Keduanya tampak sibuk mondar-mandir di antara lautan manusia yang menyesaki toko. Meski antrean di kasir mengular sangat panjang, Ahmad dan Ibnu tak gentar. Keranjang mereka penuh dengan kemeja untuk menyambut Lebaran.
Lidia Rosdiana (20) datang ke CBS dari rumahnya di Kabupaten Cirebon yang berjarak 12 kilometer sejak pukul 08.00. Lidia datang bersama kakak dan ibunya, menempuh perjalanan selama satu jam mengendarai mobil. ”Uniqlo buka di Cirebon seneng. Bahkan, sebelum dibuka, pas ada woro-woro mau buka di sini udah penasaran. Makanya sengaja ke sini buat belanja,” tutur mahasiswa Universitas Muhammadiyah Cirebon ini.

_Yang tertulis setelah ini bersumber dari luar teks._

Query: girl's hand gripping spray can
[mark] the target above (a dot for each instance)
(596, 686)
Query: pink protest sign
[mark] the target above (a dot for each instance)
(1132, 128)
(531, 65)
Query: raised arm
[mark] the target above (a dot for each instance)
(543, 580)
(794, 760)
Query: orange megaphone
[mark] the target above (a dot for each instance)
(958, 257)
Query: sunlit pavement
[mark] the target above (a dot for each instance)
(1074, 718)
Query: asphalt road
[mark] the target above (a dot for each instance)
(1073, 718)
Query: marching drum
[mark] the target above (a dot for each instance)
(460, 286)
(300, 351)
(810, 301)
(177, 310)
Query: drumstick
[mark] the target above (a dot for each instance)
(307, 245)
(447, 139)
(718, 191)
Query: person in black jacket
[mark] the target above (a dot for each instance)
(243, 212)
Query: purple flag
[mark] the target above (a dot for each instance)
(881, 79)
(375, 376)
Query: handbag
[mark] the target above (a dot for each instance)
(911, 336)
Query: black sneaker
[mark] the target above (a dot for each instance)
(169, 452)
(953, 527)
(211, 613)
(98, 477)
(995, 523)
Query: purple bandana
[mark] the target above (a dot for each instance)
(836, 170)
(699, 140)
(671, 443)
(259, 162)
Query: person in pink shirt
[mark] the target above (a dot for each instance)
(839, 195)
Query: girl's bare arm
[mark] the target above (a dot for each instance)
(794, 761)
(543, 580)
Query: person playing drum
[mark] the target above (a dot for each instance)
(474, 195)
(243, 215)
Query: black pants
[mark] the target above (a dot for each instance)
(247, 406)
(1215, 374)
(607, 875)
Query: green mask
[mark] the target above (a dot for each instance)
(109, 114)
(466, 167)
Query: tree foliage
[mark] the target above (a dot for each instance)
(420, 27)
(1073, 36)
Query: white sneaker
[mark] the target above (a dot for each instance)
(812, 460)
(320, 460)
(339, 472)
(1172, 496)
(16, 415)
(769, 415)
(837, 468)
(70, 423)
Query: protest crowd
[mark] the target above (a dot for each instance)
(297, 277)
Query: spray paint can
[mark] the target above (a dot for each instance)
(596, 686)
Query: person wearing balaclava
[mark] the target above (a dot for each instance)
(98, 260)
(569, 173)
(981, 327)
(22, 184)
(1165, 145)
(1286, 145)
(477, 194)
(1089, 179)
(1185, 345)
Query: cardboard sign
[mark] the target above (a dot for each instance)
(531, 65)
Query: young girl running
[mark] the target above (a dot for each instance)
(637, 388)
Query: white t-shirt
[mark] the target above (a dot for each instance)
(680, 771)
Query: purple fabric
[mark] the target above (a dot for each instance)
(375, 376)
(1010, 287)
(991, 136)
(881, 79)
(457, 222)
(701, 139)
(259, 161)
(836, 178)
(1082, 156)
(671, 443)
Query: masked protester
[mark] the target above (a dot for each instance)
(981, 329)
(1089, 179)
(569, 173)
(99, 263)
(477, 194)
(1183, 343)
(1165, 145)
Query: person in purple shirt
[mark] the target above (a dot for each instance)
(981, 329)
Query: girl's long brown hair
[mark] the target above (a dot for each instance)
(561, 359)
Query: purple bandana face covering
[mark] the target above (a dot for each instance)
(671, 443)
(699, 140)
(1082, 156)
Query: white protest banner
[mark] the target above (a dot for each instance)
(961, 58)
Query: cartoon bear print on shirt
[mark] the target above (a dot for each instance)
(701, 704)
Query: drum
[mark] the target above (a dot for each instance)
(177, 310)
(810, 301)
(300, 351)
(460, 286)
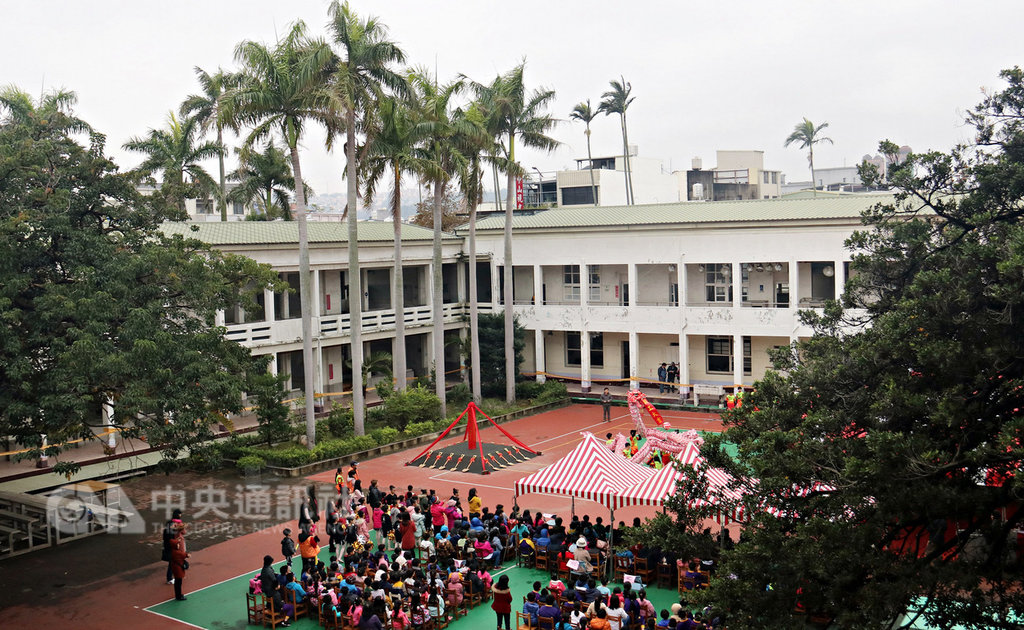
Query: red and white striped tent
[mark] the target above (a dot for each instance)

Lidia menggemari produk-produk merek asal Jepang itu sejak duduk di bangku SMA. Biasanya dia berbelanja di Bandung. ”Aku lumayan favorit karena buat daily, kan, nyaman bahannya. Terus modelnya juga basic, enggak neko-neko,” kata Lidia.
Menurut Lidia, kehadiran merek Uniqlo di Cirebon menjadi bukti kemajuan Cirebon. Ini juga membuktikan bahwa Cirebon sudah dikenal banyak orang, sekaligus sebagai tujuan investasi. ”Dulu, kan, enggak ada yang tahu Cirebon. Karena, kan, aku dulu sekolah di Bandung, temen-ku banyak yang enggak tahu Cirebon itu di mana. Padahal jaraknya dekat dari Bandung. Apalagi sekarang ada Tol Cisumdawu, 2,5 jam aja nyampe Bandung-Cirebon pakai mobil,” ucap Lidia.
Sebagai warga Cirebon, kehadiran merek global itu membuat Lidia bangga. Cirebon menjadi bagian dari tren masa kini, tak ketinggalan dari kota-kota lainnya.
Jadi Cirebon itu udah maju juga sekarang. Bangga jadinya. Semoga makin banyak lagi brand global yang buka store di sini, jadi orang-orang bisa berkunjung ke Cirebon, ada tujuan (jalan-jalan) lainnya. Enggak cuma ke keraton.
”Jadi Cirebon itu udah maju juga sekarang. Bangga jadinya. Semoga makin banyak lagi brand global yang buka store di sini, jadi orang-orang bisa berkunjung ke Cirebon, ada tujuan (jalan-jalan) lainnya. Enggak cuma ke keraton,” ujar Lidia yang entah bagaimana mengaitkan antara kemajuan dan kehadiran sebuah toko global.
Selain Uniqlo, di Cirebon sudah ada beberapa merek global lainnya, termasuk di bidang kuliner yang menjadi penanda arus globalisasi gaya hidup di kota itu.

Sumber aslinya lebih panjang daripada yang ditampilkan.